Знал я ее за женщину прекрасной честности, да и горе ее такое трогательное, – думаю: отдаст или не отдаст – господь с ней, от полутораста рублей не разбогатеешь и не обеднеешь, а между тем у нее мучения на душе не останется, что она не все средства испробовала, чтобы «вручить» бумажку, которая могла спасти ее дело.
Взяла она просимые деньги и поплыла в трактир к своему отчаянному дельцу. А я с любопытством дожидал ее на следующее утро, чтобы узнать: на какое еще новое штукарство изловчаются плутовать в Петербурге?
Только то, о чем я узнал, превзошло мои ожидания: пассажный гений не постыдил ни веры, ни предчувствий доброй старушки.
Глава пятая
На третий день праздника она влетает ко мне в дорожном платье и с саквояжем, и первое, что делает, – кладет мне на стол занятые у меня полтораста рублей, а потом показывает банковую, переводную расписку с лишком на пятнадцать тысяч… – Глазам своим не верю! Что это значит?
– Ничего больше, как я получила все свои деньги с процентами.
– Каким образом? Неужто все это четырнадцатиовчинный Иван Иваныч устроил?
– Да, он. Впрочем, был еще и другой, которому он от себя триста рублей дал – потому что без помощи этого человека обойтись было невозможно.
– Это что же еще за деятель? Вы уж расскажите все, как они вам помогали!

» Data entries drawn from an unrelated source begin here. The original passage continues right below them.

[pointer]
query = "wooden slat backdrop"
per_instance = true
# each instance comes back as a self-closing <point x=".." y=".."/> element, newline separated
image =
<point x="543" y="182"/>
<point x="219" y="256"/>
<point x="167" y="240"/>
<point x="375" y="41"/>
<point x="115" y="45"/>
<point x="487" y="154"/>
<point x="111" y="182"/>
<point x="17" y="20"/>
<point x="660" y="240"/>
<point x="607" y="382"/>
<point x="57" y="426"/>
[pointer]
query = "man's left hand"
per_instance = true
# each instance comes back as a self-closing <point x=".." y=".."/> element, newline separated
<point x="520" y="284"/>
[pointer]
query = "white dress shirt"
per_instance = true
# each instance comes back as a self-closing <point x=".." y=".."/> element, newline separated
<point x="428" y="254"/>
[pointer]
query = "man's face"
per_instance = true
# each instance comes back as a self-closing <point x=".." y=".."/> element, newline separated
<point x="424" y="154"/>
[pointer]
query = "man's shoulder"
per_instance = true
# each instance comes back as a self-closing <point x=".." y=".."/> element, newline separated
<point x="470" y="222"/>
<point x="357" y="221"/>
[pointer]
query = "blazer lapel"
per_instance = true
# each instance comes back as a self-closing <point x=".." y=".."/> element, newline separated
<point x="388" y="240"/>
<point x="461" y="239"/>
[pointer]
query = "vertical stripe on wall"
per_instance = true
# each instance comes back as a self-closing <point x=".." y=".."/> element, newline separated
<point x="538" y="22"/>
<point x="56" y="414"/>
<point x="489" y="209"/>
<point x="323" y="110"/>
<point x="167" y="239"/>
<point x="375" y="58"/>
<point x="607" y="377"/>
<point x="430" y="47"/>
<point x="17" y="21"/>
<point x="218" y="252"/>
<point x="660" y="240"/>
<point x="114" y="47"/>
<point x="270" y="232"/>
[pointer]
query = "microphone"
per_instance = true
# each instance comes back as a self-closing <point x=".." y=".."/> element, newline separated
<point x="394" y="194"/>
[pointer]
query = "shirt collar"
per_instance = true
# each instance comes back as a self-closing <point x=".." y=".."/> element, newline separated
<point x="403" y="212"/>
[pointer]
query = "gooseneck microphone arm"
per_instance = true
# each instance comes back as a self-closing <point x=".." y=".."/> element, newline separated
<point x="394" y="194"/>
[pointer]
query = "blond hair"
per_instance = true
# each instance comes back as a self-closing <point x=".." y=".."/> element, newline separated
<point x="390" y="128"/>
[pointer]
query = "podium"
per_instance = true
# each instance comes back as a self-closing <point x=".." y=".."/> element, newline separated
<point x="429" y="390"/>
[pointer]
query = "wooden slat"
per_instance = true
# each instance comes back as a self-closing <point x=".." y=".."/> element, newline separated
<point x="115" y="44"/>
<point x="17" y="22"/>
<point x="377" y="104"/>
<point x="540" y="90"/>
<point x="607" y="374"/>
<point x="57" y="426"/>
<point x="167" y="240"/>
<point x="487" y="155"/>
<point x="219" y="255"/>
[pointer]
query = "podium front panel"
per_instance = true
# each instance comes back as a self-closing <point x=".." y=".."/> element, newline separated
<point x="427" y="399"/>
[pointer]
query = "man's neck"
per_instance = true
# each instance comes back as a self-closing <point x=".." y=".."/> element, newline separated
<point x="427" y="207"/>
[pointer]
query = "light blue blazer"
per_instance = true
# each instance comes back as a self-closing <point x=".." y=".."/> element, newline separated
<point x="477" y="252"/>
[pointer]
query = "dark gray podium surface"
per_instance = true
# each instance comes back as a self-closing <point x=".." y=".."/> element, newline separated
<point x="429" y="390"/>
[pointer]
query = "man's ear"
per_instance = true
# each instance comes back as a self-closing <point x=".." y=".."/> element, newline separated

– Помогли очень честно. Я как пришла в трактир и отдала Ивану Иванычу деньги – он сосчитал, принял и говорит: «Теперь, госпожа, поедем. Я, говорит, гений помысли моей, но мне нужен исполнитель моего плана, потому что я сам таинственный незнакомец и своим лицом юридических действий производить не могу». Ездили по многим низким местам и по баням – всё искали какого-то «сербского сражателя» * , но долго его не могли найти. Наконец нашли. Вышел этот сражатель из какой-то ямки, в сербском военном костюме, весь оборванный, а в зубах пипочка из газетной бумаги, и говорит: «Я все могу, что кому нужно, но прежде всего надо выпить». Все мы трое в трактире сидели и торговались, и сербский сражатель требовал «по сту рублей на месяц, за три месяца». На этом решили. Я еще ничего не понимала, но видела, что Иван Иваныч ему деньги отдал, стало быть он верит, и мне полегче стало. А потом я Ивана Иваныча к себе взяла, чтобы в моей квартире находился, а сербского сражателя в бани ночевать отпустили с тем, чтобы утром явился. Он утром пришел и говорит: «Я готов!» А Иван Иваныч мне шепчет: «Пошлите для него за водочкой: от него нужна смелость. Много я ему пить не дам, а немножко необходимо для храбрости: настает самое главное его исполнение».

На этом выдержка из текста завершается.